Working forever for free, or Why I’m so tired, part 2 ~

Talking about dreams is a chancy enterprise. Armchair dream analysts are a dime a dozen. I’ve always had lots of repeating dream motifs, like tornado dreams (relatively common, I’ve found), sliding-off-the-top-of-the-Gateway-Arch dreams (this motif from my childhood seems to be an original), and so forth. But who wants to unwittingly reveal something embarrassing, like the fact that they have the “teeth dream” motif? (Oddly, to my knowledge I’ve never experienced this. When I read what all the variants supposedly mean—see http://www.dreamdictionary.org/common/teeth-dreams—I’m surprised I don’t have this dream running like a tape loop in my head every night.)

So I figure it’s always dangerous to write about dreams. But people tell me to take more chances in life. And I do have a problem.

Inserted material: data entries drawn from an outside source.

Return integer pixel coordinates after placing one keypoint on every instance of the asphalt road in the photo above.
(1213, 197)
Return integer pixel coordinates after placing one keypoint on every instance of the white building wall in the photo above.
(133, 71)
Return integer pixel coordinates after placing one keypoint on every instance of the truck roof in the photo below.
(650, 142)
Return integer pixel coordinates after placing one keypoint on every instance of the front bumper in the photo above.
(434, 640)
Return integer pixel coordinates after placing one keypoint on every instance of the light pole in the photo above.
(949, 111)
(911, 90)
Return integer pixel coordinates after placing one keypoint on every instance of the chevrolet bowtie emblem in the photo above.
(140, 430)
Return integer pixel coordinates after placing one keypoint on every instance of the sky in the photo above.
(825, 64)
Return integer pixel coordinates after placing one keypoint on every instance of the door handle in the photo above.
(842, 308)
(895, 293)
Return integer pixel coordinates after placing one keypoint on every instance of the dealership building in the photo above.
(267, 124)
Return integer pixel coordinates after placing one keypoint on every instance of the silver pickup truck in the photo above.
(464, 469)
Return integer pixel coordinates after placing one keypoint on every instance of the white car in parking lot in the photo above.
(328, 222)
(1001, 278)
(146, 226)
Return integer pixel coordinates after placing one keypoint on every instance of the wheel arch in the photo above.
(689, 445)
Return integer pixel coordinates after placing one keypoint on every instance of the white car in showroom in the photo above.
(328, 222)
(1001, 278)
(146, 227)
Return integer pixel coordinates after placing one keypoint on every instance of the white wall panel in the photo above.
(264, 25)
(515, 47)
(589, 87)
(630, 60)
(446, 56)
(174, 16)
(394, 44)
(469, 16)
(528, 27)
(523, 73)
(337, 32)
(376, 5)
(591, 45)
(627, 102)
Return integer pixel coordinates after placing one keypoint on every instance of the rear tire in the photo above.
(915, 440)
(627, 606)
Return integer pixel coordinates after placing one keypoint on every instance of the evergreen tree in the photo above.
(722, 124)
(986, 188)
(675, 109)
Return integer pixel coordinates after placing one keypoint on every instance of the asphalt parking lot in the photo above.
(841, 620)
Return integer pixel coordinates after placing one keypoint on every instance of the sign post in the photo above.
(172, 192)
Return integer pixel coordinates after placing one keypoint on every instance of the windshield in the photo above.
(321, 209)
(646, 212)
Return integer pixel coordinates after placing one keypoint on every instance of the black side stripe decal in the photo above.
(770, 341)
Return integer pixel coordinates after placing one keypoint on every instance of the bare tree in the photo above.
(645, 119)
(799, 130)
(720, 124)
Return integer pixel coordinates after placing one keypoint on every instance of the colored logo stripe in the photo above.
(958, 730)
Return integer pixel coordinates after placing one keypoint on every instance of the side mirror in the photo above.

I worked as a writer, graphic designer, and webmaster for a research university. Since my early retirement in 2009, I have dreamed about work in some manner every night. Let me put that the way someone half my age would: Every. Single. Night.

One nightmare that, thankfully, doesn’t recur too often, and that long preceded my retirement, is the one in which the printer delivers a seriously flawed publication. In most cases I start paging through a sample copy and realize that I don’t recognize any of the material. Sometimes the material actually changes as I peruse it, becoming more and more unfamiliar and bizarre.

Given the inevitable problems with printers, this nightmare is pretty rational. In real life, I was once looking at a sample copy of our research magazine only to find that the ink had largely washed off one of the spreads. Another time I was paging through a copy delivered to my home, flipped by an illustration of a fish, and then a few pages later flipped by an illustration of the same fish. Wait. What? WHAT?! Indeed, the copy had one missing signature and one repeated signature. Because the campus’s mailing center got its shipment from Central Receiving before my office got ours, and because they had been exceptionally efficient, hundreds of copies had been mailed out before I had seen one. I spent a sleepless night not knowing if EVERY SINGLE COPY was screwed up. (Sleuthing later revealed that perhaps only a couple of hundred copies were, but those included copies delivered to legislators’ offices.)

If I had this dream every night I’d surely be in a mental institution by now. Fortunately, I only have it on occasion.

But back to retirement. Initially, for two years or so, I had dreams in which getting to my office was a labyrinthine exercise. Older readers will probably remember the overturned-ship disaster movie “The Poseidon Adventure,” where the floors became the ceilings and survivors had to negotiate upside-down staircases and improvised passageways. A great many of the dreams were like that.

Or I would find the office only to see that it was completely renovated in a confusing way. Or that my office had been moved to a bizarre place. Or that we had hired new people working in a far-off corridor whom I never saw and whose names I never learned. Each one of these motifs, plus a few others, made dozens of nightly appearances.

But the one that’s troubling my sleep the most over the past year or two is this: I’ve continued to work voluntarily, without pay, and I can’t stop because the research magazine is not quite done. It’s almost done—just a few more design editing changes to make—but I can’t get in touch with the designer. (In my job I did a multitude of publications and websites, most of which I designed myself. But in my dreams the reason for staying at work is always the research magazine, which took pride of place in real life and required collaboration with an honest-to-god, truly good designer.)

Until recently in these dreams I had worked voluntarily for a year or so, something that even my boss didn’t seem to recall. Lately—alarmingly—the time has increased to two years or even more. Sometimes my dream self wonders in a panic how I’m supposed to make a living when I’m not getting paid. Sometimes I wonder if I should lobby for a way to get paid retroactively, but I know this is impossible. Sometimes I remember that I can walk out the door any time I want without repercussions, because I’m not employed. But I always come back.

Clearly I feel I’ve lost my identity without my job. Clearly I feel I’m still needed. In fact, the publications portfolio I’d built up over the course of 20 years was largely dismantled after I left, and the research magazine is no more—ripe grounds for a sense of futility. You’d think that, since I understand what the dream means, it would stop. But no. Last night I had been working voluntarily for almost three years.

How long am I going to be slaving away when I’m supposed to be sleeping? I’ve done it for two years already. I’m 55; let’s suppose I make it to 60. Must I endure this dream 1,800 more times? Will it eventually reduce in frequency, like the others have? And if so, will something even more nightmarish come to the fore?

I can hear the advice most people would give: I should get myself to a shrink as soon as possible and exorcise this demon.

It would have to be pro bono, though. After all, I haven’t gotten paid for quite some time.